Kathleen Arntsen, the CEO of the Lupus and Allied Diseases Association, contracted shingles on her face over four years ago. The virus spread to her right eye, where the inflammation caused incredible pain and constant pressure.
Over several months, she tried several medicines — which only made the pain and pressure worse and led to glaucoma and a cataract. Then, she tried a sample of a new drug that reduced the eye pressure within days.

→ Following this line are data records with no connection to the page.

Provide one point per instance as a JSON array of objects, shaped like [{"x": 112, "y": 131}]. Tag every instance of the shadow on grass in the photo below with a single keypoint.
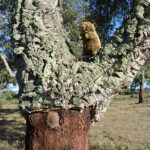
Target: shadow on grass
[
  {"x": 8, "y": 111},
  {"x": 95, "y": 148}
]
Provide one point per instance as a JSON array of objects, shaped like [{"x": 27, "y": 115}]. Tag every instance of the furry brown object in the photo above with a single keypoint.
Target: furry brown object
[{"x": 91, "y": 41}]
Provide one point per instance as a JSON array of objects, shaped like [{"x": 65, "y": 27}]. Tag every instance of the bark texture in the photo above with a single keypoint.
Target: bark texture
[
  {"x": 141, "y": 93},
  {"x": 50, "y": 76},
  {"x": 58, "y": 130}
]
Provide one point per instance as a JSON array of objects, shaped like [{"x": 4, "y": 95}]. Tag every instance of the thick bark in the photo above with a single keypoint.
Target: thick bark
[
  {"x": 141, "y": 92},
  {"x": 58, "y": 130},
  {"x": 50, "y": 77}
]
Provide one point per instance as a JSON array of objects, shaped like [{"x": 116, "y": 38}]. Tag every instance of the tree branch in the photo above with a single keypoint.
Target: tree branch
[
  {"x": 50, "y": 77},
  {"x": 11, "y": 74}
]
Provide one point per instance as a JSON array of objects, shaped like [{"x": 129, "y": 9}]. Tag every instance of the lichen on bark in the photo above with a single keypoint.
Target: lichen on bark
[{"x": 50, "y": 76}]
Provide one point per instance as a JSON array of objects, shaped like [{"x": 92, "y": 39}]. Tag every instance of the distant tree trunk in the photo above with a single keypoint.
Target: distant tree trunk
[
  {"x": 59, "y": 95},
  {"x": 141, "y": 92}
]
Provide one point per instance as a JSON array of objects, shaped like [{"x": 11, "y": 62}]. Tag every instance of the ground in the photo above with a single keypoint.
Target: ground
[{"x": 125, "y": 126}]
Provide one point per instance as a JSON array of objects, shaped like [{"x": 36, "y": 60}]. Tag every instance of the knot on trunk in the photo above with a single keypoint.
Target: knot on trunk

Kathleen’s health plan refused to cover the new medicine. She had to fail first with two more types of eye drops. Those drops failed her indeed. In fact, the inflammation worsened and now she is blind in the affected eye. As Kathleen notes: “The insurer’s decision was not only bad for my health, but penny-wise and pound-foolish for the company. Instead of covering the initial drops that my physician prescribed for less than $200, the carrier has now covered years of numerous specialty appointments, diagnostic tests, procedures, several devices and lenses costing over $15,000 to date.”
Unfortunately, the barriers patients face in obtaining personalized medicine are being undercut by the way medicines are covered and paid for. Currently, entities called pharmacy benefit managers, or PBMs, administer prescription drug benefits for the 85 percent of all Americans whose medicines are covered through health plans. And, in an effort to maximize the use of medicines that cost the least or generate the most rebates, PBMs are imposing high out-of-pocket costs, prior authorization and step therapy on the sickest patients with the most complex diseases. As a result, in far too many cases, the health of patients is at risk and health care costs are higher.
At the same time, even as PBMs, insurers and employers benefit from rebate dollars paid by biopharmaceutical companies, more and more patients are being forced to pay up to 50 percent of the retail price of a treatment. While passing rebates on to patients is a laudable act, that alone is not enough. It still begs the question as to whether the right patient is getting the best treatment at the right time. Thankfully, there is a surge in the number of new therapies, devices and diagnostics targeted to specific patients or disease mechanisms. But that means there will be pushback on the cost of medicines and a growing demand by payers, physicians and the patients who are going to use the medicines for evidence that new treatments improve health and well-being.
Today, the quickening pace of transformative, scientific discoveries is resulting in increasingly more disease-altering treatments for patients with unmet medical need. Based on an understanding of specific mechanisms and pathways that shape our individual risk of disease and response to medicine, such innovations can and will be used “to enhance health, prevent disease, track its development, intervene early and manage disease most effectively if it occurs,” according to Dr. Ralph Snyderman, James B. Duke Professor of Medicine and chancellor emeritus of Duke University. Medical innovation that once took centuries to advance, and more recently decades, are progressing through the system in only a few years, or even months. The list is growing, from checkpoint inhibitors and chimeric antigen receptors, or CAR T cells, to PD-1/PD-L1 inhibitors.
Our understanding of disruptive science continues to build on itself, leading to more unconventional treatment approaches, and better results at a never-before-seen pace. Significant advances in technology are allowing us to more accurately and efficiently prevent, diagnose and treat diseases. People are living longer, better and healthier lives because of the continuous stream of medical innovation driving new discoveries at a seemingly breakneck speed. Indeed, since 2000, new cancer drugs contributed to a 20 percent decline in cancer death rates, a 43 percent decrease in lost productivity and a 70 percent reduction in the days spent in hospitals.
However, speed slows and the pace of advancement stalls when medical innovation moves faster than the health care delivery system’s ability to adapt to new scientific realities and possibilities. Successfully leveraging our most important breakthroughs requires efficient regulatory processes and collaboration between payers, regulators and innovators to identify flexible pricing models that allow for continued investment in cutting-edge science and unencumbered patient access, that will increase competition and choice in the marketplace so that all stakeholders will benefit.
Last December, BioNJ brought together patients, biopharma companies, insurers and others to discuss what specifically has to change. The participants concluded that innovator companies must do more and invest more in matching people to treatments that work best for them. Health care insurers must do more to eliminate all hurdles that encumber patient access. PBMs must do more to improve on outdated formulary structures, to ensure that the right patient is getting the best treatment at the right time, and that the decision is ultimately being driven by the doctor together with the patient. Regulators must do more to accelerate the approval of innovative medicines, expanded label opportunities for rare and debilitating diseases and support discussion with payers around real-word evidence.
Moving from basic science to medical discovery and translating that into clinical practice is hastening because we’re building relentlessly on our successes and using knowledge to advance from idea to breakthrough at a breathtaking pace. The question remains: Can we evolve our approach to care quickly enough to maximize benefit to patients and society and reap full benefits afforded by today’s medical innovation?
Over the next year, BioNJ will be collaborating with some of the most innovative and entrepreneurial health care leaders in our state to reduce barriers to access and demonstrating that a prospective solution delivers better value. We invite everyone to join us in this exciting venture. The time to start is now, “Because Patients Can’t Wait.”